‘Chernikhov – Architectural Fictions.’
Eleanor Gawne,
Writing in Architectural Design in 1983, Catherine Cooke stated that ‘No practicing architect of the avant garde period … had a record of book publishing in architectural theory to compare with that of Iakov Chernikhov’.
Iakov Chernikhov (1889-1951) published over fifty works in his lifetime, including six works between 1927-33. Collectively, they can be seen to propose a ‘detailed course of liberating, stimulating education in the fundamental disciplines of three-dimensional design as they are encountered in the complex functional and expressive tasks addressed by architecture’.
Iakov Chernikhov created numerous architectural fantasies in his lifetime, earning him the nickname ‘Soviet Piranesi’. It’s been argued that his work anticipated graphic developments such as Op-Art and computer graphics and was also influential on architects and designers like Zaha Hadid. As well as a prolific author, he designed over sixty industrial buildings: from 1928-mid 30s he was Chief Architect to the Design Bureau of the Chemical Industry, designing and executing chemical plants and other industrial buildings in Leningrad, Kiev, Yaroslavl and Stalingrad. He also held several teaching posts at schools including the Leningrad Institute of Communications Engineers. In the late 1920s he set up own Research and Experimental Laboratory of Architectural Forms and Methods of Graphic Representation in Leningrad, where he became engaged in active experimental and design work.

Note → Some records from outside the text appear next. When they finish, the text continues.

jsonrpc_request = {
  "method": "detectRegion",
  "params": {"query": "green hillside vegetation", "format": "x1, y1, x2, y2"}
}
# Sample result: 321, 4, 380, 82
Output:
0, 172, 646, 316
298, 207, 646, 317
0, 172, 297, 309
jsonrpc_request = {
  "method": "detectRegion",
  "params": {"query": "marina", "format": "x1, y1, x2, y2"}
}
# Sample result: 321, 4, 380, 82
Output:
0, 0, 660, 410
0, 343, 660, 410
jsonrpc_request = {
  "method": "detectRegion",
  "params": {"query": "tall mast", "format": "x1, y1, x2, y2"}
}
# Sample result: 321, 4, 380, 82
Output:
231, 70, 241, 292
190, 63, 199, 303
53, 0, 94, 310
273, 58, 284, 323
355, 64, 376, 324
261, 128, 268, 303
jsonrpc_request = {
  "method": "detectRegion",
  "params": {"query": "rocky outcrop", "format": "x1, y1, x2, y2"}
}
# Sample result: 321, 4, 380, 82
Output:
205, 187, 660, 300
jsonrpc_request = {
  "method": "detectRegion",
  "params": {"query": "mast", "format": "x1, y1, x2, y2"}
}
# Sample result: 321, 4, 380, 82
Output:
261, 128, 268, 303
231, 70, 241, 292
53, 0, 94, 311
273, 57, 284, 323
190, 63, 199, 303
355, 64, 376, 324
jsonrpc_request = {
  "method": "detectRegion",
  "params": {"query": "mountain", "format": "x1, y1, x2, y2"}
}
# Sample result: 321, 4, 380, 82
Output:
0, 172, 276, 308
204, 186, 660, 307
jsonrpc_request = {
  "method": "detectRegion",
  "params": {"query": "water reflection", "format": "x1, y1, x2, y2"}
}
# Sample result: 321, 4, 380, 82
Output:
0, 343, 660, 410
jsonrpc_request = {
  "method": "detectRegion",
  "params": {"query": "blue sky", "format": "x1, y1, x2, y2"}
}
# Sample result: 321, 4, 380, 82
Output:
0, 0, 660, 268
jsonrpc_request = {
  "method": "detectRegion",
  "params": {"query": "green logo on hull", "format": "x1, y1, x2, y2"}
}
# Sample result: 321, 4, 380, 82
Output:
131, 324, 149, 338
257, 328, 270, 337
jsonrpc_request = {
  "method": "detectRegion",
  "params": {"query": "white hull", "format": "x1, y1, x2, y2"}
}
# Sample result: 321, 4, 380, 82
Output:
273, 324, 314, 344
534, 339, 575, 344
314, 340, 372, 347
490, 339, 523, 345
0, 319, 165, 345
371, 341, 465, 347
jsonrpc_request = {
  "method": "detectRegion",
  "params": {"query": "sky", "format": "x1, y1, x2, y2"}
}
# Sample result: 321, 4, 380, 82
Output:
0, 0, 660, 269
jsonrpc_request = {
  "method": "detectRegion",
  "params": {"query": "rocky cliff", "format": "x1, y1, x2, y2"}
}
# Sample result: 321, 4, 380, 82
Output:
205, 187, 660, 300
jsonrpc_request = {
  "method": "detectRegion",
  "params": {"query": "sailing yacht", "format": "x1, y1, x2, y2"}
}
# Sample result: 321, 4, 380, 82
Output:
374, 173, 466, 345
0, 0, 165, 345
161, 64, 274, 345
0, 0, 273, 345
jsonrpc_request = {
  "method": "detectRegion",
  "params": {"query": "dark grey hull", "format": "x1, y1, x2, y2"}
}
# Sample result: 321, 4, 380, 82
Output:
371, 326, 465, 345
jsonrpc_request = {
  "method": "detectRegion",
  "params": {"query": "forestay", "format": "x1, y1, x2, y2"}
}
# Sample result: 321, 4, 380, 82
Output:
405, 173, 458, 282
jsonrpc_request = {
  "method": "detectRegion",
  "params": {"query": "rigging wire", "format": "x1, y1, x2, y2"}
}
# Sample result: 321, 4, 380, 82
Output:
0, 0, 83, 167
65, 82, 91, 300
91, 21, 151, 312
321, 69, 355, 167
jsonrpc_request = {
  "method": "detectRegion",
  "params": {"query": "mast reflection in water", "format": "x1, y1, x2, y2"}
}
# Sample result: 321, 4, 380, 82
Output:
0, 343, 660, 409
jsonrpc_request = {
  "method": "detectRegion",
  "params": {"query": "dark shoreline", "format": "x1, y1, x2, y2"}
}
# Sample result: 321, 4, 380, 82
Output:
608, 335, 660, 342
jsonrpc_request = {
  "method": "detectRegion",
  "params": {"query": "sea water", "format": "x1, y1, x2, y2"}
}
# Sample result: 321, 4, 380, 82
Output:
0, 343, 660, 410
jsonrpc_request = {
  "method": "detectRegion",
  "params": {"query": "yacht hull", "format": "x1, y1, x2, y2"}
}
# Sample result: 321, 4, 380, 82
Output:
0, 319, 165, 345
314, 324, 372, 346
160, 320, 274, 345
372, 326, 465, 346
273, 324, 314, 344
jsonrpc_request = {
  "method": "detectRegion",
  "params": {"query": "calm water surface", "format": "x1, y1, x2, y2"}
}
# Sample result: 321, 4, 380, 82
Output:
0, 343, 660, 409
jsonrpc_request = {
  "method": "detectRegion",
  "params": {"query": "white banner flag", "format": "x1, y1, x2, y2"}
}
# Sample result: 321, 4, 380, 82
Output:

Chernikhov’s teaching method used abstraction to explore the endless compositional possibilities in modern architecture. During this period, his abstract architectural fantasies were not utopias or romantic social daydreams, but a method of freeing the architect from “outmoded conservative methods and [allowing] them to give their imagination free rein”.

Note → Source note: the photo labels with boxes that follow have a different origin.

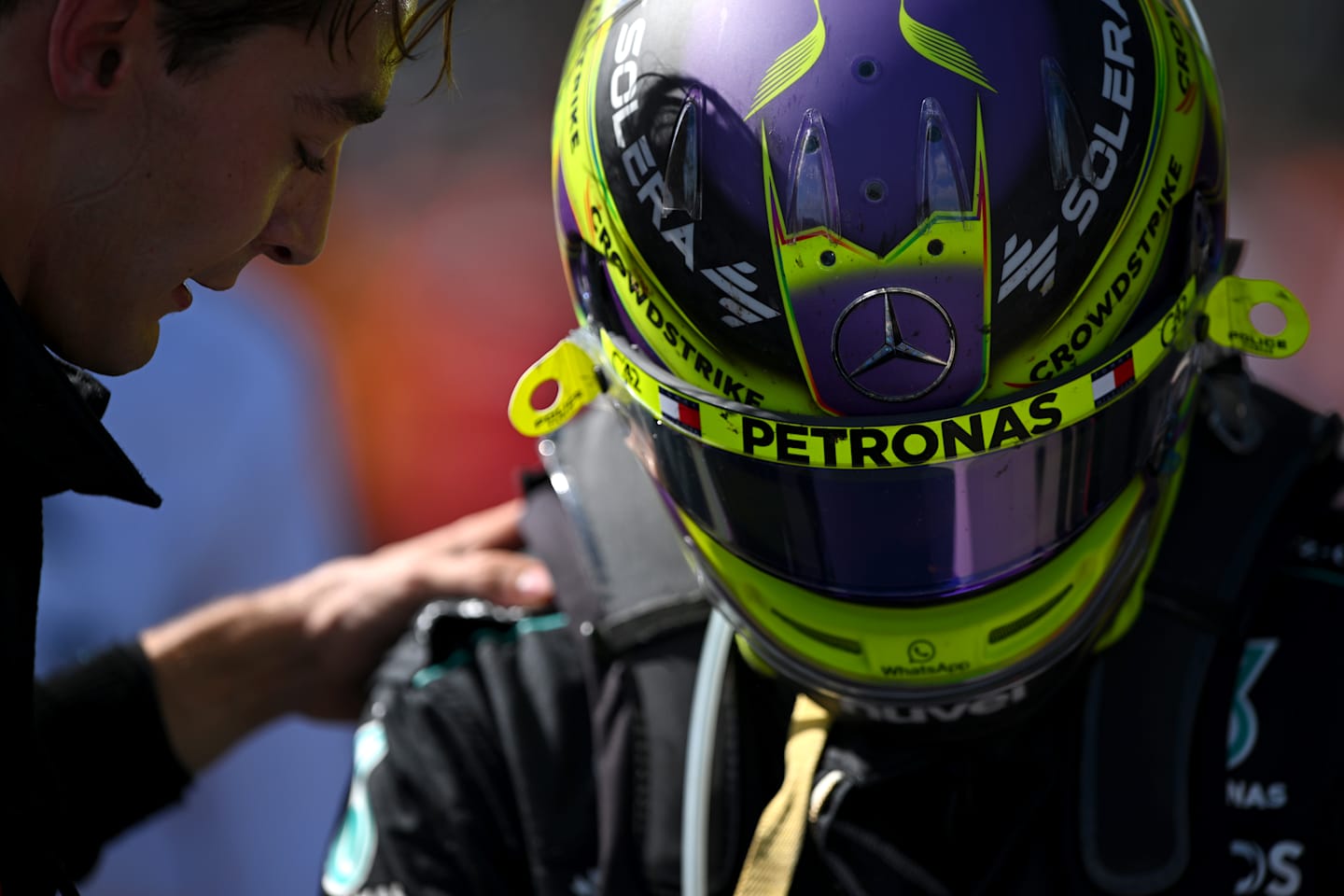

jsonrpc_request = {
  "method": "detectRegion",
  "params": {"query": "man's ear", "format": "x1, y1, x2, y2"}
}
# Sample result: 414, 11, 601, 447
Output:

One of Chernikov’s works in the AA Library, Architectural fictions: 101 coloured prints, 101 architectural miniatures (Moscow/Leningrad, 1933), was lent to the Imagine Moscow exhibition, held at the Design Museum earlier in 2017.
Consisting of 101 pages of drawings, the book also included explanations of their technique and basic principles behind them. Although published in Russian, the title pages are printed in Russian, German, French and English (in English, the word ‘fiction’ is used instead of ‘fantasies’.) The subject of the drawings is the new age of the city and industrialisation, of what Saski calls the ‘possibilities of the near future, images which had arisen in the author’s mind’. The drawings have been described as finding appropriate expression for the institutions and architecture of post-revolutionary nation. Each image has an elaborate, not very informative description; axonometric projection is the preferred drawing style. His drawings have been considered not just fantasies but insights into the possibilities of technology; the designs feature free and bold curves, and steel trusses in industrial settings.